Pertinence de l’initiative

Au regard donc de la pertinence de l’initiative de l’Ong Fraternité cœur d’enfant « Enagnon » Afrique, la société Lydia Ludic, filiale du groupe PEFACO installée au Bénin dans les domaines des jeux et loisirs depuis 2001, et qui se préoccupe beaucoup du bien-être des enfants, a décidé de ne pas rester en arrière. Elle a fait œuvre utile en accompagnant l’Ong dans sa vision d‘amener les parents à faire une priorité la question de l’acte de naissance de leurs enfants. L’assistance présente hier à l’Ecole primaire publique de Tchoukou-Kpèvi a été sensibilisée sur l’importance de la pièce d’état civil pour l’enfant tant à l’école que dans la société.
Le directeur de la Logistique de Lydia Ludic, Benjamin Hounhalidé a surtout invité les parents à déclarer leurs enfants pendant les dix jours de leur naissance. Car, après ce délai légal, il leur sera après très difficile de pouvoir établir l’acte de naissance de leurs enfants.
Myra Sanvee, directrice commerciale, communication et actions sociales de Lydia Ludic est aussi revenue sur l’importance de l’enfant qui n’est véritablement citoyen que par son acte de naissance. Elle a félicité l’Ong pour le choix porté sur ce thème qui s’adresse principalement aux parents.
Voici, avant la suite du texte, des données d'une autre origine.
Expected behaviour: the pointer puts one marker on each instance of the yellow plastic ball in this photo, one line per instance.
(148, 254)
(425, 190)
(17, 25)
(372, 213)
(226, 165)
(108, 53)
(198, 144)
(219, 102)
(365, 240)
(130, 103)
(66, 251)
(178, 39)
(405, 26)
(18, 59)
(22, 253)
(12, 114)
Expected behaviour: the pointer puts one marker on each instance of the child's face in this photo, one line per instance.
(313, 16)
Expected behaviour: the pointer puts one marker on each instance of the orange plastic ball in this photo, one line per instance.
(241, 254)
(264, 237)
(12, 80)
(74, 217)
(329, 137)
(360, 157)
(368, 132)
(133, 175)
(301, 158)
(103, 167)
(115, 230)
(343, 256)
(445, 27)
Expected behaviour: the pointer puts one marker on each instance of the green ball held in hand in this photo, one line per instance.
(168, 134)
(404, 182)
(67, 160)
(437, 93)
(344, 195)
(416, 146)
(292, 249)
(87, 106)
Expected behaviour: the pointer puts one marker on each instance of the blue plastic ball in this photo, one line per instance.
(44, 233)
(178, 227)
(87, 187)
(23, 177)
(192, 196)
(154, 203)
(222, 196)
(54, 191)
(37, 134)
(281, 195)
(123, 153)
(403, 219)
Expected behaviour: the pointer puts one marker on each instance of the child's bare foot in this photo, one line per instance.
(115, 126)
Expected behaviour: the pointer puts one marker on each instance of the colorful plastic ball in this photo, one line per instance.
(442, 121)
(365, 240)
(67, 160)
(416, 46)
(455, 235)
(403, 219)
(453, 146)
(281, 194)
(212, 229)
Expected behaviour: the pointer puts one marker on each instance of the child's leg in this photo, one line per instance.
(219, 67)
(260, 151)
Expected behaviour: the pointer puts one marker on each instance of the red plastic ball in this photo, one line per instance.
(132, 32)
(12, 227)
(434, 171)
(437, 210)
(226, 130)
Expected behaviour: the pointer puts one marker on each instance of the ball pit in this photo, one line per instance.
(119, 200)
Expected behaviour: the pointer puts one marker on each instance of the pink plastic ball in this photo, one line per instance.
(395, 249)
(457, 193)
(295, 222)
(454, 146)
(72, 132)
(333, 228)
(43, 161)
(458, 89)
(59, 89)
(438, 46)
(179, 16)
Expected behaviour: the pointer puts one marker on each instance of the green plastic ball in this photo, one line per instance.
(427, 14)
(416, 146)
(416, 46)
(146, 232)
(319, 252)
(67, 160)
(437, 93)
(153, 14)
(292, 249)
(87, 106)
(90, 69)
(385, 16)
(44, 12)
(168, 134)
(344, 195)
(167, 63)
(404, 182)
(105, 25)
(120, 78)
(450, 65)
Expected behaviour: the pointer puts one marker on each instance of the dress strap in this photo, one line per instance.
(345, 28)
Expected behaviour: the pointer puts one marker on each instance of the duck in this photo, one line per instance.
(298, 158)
Myra Sanvee invite par ailleurs les populations à se rapprocher des personnes compétentes pour s’informer de la procédure administrative en vue d’établir les actes de naissance aux enfants qui en sont dépourvus dans le village.
Sylvie Dagba de Espace France volontaires qui a facilité le contact entre l’Ong Fraternité cœur d’enfant «Enagnon» Afrique et la société Lydia Ludic, abondera aussi dans le même sens que ses prédécesseurs.
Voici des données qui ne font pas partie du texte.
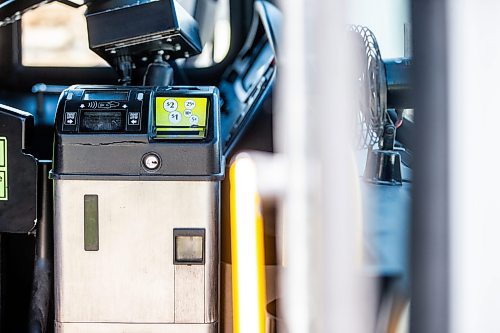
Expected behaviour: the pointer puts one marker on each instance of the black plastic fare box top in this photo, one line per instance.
(119, 155)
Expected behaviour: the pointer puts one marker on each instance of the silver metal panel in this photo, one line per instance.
(131, 278)
(135, 328)
(189, 294)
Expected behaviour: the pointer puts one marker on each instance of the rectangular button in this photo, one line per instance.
(189, 246)
(91, 223)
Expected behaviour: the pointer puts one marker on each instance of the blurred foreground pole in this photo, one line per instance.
(325, 289)
(430, 222)
(474, 117)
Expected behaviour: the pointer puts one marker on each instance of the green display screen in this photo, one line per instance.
(91, 223)
(181, 117)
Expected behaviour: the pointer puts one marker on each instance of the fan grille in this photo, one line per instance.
(372, 83)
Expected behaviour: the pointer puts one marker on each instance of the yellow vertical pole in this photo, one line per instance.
(247, 249)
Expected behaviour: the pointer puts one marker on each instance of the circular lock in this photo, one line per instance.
(151, 162)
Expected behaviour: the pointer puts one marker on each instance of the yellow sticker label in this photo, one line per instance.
(3, 169)
(181, 115)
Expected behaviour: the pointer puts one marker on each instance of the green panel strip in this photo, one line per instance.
(91, 223)
(4, 187)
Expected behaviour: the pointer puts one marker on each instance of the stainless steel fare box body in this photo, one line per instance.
(137, 195)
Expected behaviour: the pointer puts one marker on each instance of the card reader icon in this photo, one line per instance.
(70, 118)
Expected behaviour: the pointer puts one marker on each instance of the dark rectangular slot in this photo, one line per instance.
(91, 223)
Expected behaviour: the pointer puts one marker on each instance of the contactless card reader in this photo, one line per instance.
(137, 174)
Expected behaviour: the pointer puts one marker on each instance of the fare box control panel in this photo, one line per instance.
(169, 113)
(105, 111)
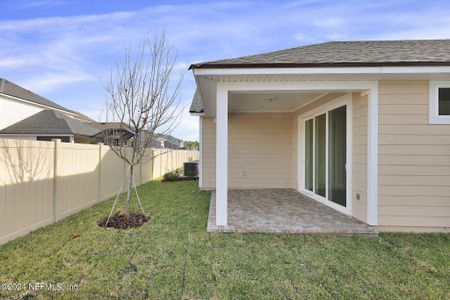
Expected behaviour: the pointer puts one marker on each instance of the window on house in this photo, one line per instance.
(440, 102)
(444, 101)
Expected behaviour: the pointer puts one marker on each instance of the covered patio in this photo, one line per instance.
(283, 211)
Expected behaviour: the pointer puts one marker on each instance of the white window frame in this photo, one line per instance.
(434, 117)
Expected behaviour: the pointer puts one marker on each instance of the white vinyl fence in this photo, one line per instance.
(42, 182)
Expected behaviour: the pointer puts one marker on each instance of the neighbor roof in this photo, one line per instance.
(12, 89)
(346, 54)
(50, 122)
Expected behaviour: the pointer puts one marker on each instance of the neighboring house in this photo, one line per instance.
(164, 141)
(115, 133)
(26, 115)
(170, 141)
(363, 127)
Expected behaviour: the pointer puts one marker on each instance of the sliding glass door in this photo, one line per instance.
(326, 155)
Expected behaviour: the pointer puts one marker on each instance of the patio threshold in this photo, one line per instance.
(283, 211)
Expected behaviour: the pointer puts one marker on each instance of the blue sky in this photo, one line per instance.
(64, 49)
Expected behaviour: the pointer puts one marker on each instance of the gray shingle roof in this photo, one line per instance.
(351, 53)
(50, 122)
(12, 89)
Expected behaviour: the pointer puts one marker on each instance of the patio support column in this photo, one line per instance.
(372, 157)
(221, 156)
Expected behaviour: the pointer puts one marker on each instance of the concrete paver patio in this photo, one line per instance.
(283, 211)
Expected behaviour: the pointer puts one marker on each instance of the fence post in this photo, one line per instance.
(100, 152)
(56, 148)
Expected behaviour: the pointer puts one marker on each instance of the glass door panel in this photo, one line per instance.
(320, 155)
(309, 148)
(337, 155)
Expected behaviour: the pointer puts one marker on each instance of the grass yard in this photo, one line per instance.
(173, 257)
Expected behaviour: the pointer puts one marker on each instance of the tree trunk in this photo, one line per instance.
(130, 187)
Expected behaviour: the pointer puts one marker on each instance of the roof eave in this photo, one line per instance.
(318, 65)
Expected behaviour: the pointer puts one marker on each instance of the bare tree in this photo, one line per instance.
(144, 98)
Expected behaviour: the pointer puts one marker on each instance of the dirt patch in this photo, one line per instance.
(121, 221)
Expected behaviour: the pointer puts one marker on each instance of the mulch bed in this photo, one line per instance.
(121, 221)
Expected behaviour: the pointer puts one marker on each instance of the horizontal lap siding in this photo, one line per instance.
(260, 151)
(359, 156)
(414, 158)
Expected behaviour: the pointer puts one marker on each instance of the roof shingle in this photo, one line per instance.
(350, 53)
(50, 122)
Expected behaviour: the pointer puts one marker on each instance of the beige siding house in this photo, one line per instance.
(362, 127)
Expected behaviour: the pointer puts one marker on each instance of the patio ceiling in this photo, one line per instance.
(207, 83)
(276, 101)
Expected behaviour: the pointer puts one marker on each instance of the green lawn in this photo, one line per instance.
(173, 257)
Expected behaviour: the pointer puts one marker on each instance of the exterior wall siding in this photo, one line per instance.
(414, 159)
(359, 156)
(260, 151)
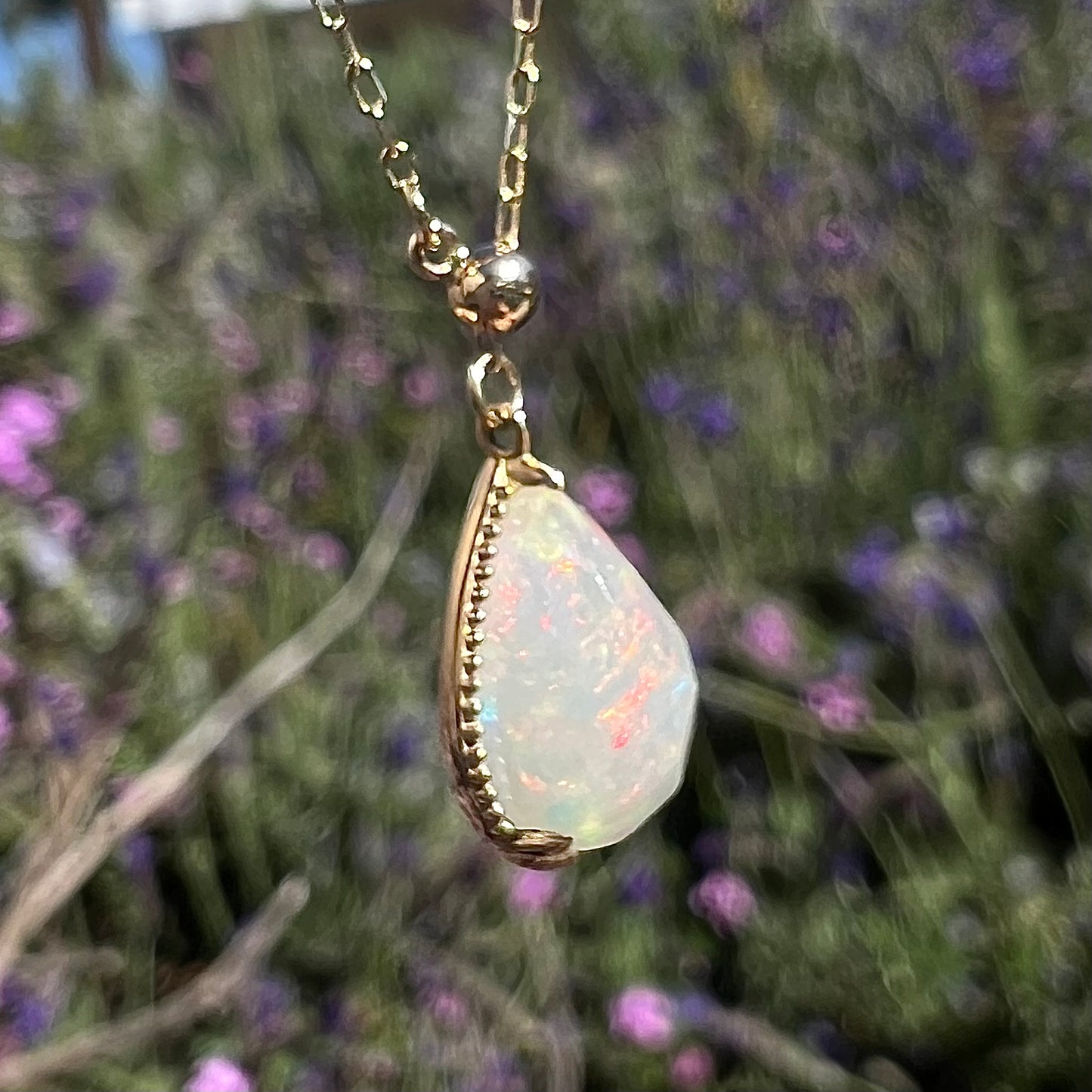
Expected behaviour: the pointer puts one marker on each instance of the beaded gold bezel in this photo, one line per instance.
(468, 598)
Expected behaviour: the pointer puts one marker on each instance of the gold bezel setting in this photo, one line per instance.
(460, 729)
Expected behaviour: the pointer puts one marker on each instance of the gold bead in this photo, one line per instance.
(493, 292)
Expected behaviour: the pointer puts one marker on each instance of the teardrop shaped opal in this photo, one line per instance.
(586, 685)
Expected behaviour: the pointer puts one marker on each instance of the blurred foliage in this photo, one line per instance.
(814, 277)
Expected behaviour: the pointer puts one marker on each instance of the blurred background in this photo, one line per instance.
(814, 348)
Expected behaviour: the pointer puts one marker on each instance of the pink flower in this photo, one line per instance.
(218, 1075)
(233, 567)
(15, 466)
(292, 397)
(694, 1068)
(10, 672)
(839, 704)
(235, 343)
(645, 1017)
(725, 900)
(5, 726)
(448, 1008)
(17, 322)
(29, 416)
(243, 415)
(365, 363)
(257, 515)
(177, 581)
(608, 493)
(769, 637)
(64, 518)
(531, 892)
(165, 435)
(323, 552)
Pour soulager tant soit peu les parents, Lydia Ludic a gratifié les 150 écoliers vulnérables sélectionnés du CI au CMII dans l’école de cadeaux faits de fournitures scolaires et autres pour leur assurer une bonne rentrée l’année prochaine. La société a fait également don de matériels didactiques à l’école.
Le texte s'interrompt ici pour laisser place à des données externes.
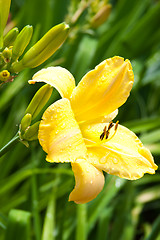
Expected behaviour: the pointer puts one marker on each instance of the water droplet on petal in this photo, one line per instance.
(115, 161)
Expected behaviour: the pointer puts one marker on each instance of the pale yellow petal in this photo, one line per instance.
(122, 154)
(102, 90)
(59, 133)
(58, 77)
(89, 182)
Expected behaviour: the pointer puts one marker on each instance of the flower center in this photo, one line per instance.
(106, 131)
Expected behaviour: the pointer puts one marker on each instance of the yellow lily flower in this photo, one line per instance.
(78, 127)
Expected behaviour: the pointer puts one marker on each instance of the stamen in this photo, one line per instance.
(116, 125)
(103, 134)
(106, 133)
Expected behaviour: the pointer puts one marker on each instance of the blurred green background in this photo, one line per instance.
(33, 193)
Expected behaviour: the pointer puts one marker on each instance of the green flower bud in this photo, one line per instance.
(25, 122)
(4, 75)
(44, 48)
(101, 16)
(32, 132)
(1, 59)
(10, 37)
(7, 54)
(4, 11)
(39, 100)
(21, 42)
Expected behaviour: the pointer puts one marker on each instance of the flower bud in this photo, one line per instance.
(21, 42)
(39, 100)
(4, 11)
(44, 48)
(4, 75)
(10, 37)
(101, 16)
(32, 132)
(25, 122)
(7, 54)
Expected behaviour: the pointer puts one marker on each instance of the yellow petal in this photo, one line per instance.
(102, 90)
(89, 182)
(122, 155)
(104, 119)
(59, 133)
(58, 77)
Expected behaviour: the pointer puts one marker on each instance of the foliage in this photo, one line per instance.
(124, 210)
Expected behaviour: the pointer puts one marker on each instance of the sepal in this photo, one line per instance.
(39, 100)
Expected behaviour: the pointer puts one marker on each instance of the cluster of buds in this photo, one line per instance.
(95, 12)
(28, 131)
(14, 43)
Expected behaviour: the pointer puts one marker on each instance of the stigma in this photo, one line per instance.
(106, 131)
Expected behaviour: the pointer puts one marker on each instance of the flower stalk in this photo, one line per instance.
(9, 145)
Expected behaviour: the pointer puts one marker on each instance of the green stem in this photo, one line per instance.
(81, 233)
(155, 230)
(9, 145)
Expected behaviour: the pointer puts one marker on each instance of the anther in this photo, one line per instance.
(116, 125)
(103, 133)
(106, 131)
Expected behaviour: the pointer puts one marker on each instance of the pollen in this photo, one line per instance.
(106, 131)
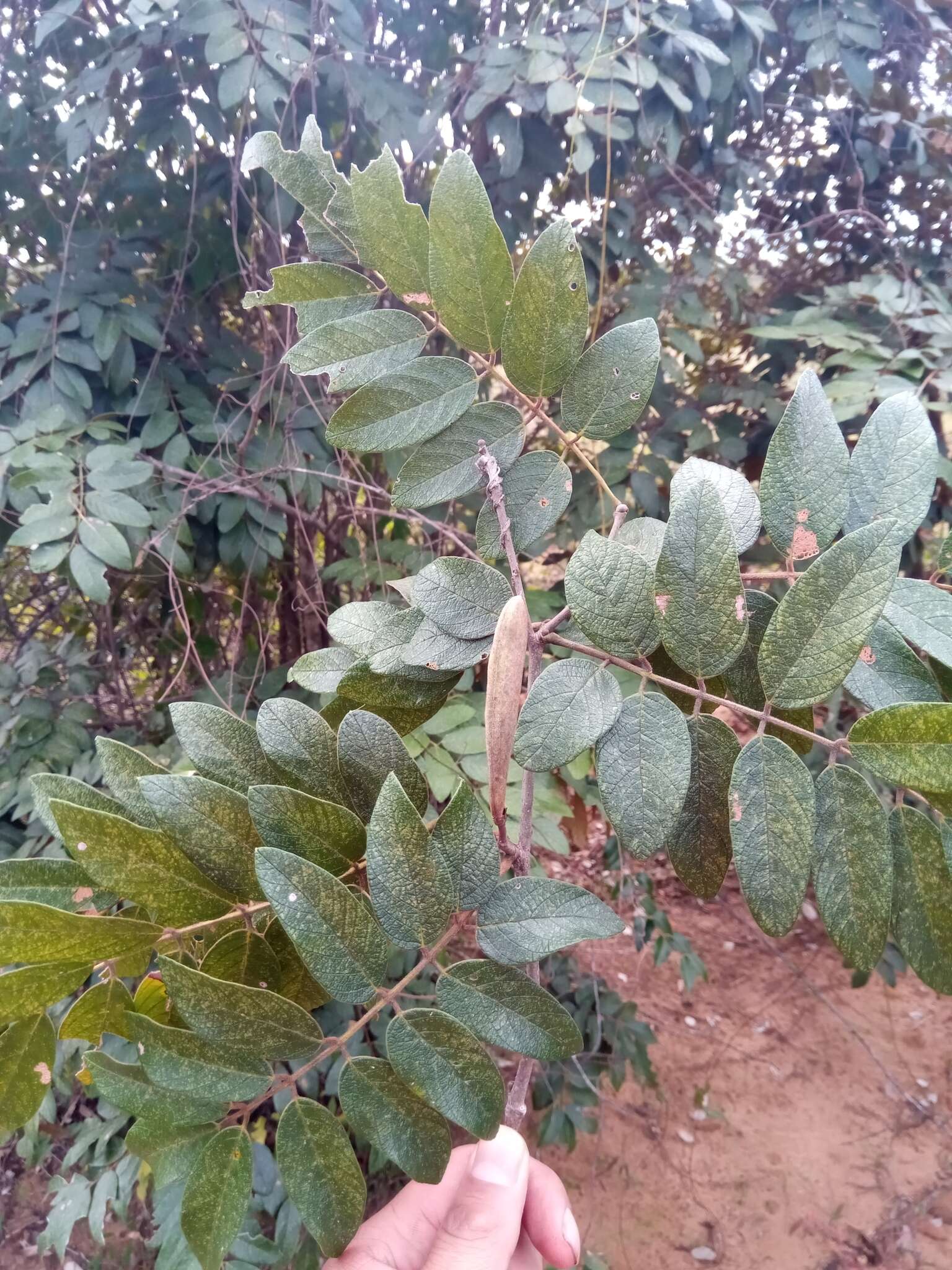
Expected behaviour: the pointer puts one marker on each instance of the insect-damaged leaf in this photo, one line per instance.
(822, 624)
(470, 269)
(644, 770)
(338, 939)
(700, 845)
(804, 487)
(503, 1006)
(442, 1061)
(697, 585)
(569, 708)
(527, 918)
(386, 1112)
(322, 1174)
(772, 830)
(549, 314)
(852, 866)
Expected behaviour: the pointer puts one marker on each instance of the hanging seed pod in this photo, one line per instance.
(503, 693)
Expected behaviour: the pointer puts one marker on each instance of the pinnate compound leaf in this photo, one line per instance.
(611, 593)
(549, 314)
(610, 385)
(852, 866)
(444, 466)
(772, 825)
(338, 939)
(889, 672)
(503, 1006)
(536, 491)
(823, 623)
(569, 708)
(465, 840)
(322, 1174)
(267, 1024)
(27, 1057)
(892, 468)
(470, 269)
(644, 770)
(442, 1061)
(216, 1196)
(223, 748)
(405, 407)
(908, 745)
(386, 1112)
(526, 918)
(100, 1009)
(700, 845)
(410, 884)
(697, 585)
(804, 486)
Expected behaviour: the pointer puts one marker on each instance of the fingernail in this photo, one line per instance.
(570, 1233)
(501, 1160)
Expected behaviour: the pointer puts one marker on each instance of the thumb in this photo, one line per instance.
(483, 1225)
Le chef du village de Tchoukou-Kpèvi, Paulin Dansou et le président de l’Association des parents d’élèves de cette école, Hounkanrin Noudéwénou ont remercié Lydia Ludic et sa suite pour leur acte de générosité. Ils ont saisi l’occasion pour plaider la réhabilitation de certaines salles de classe de cette école déjà vieille de 42 ans.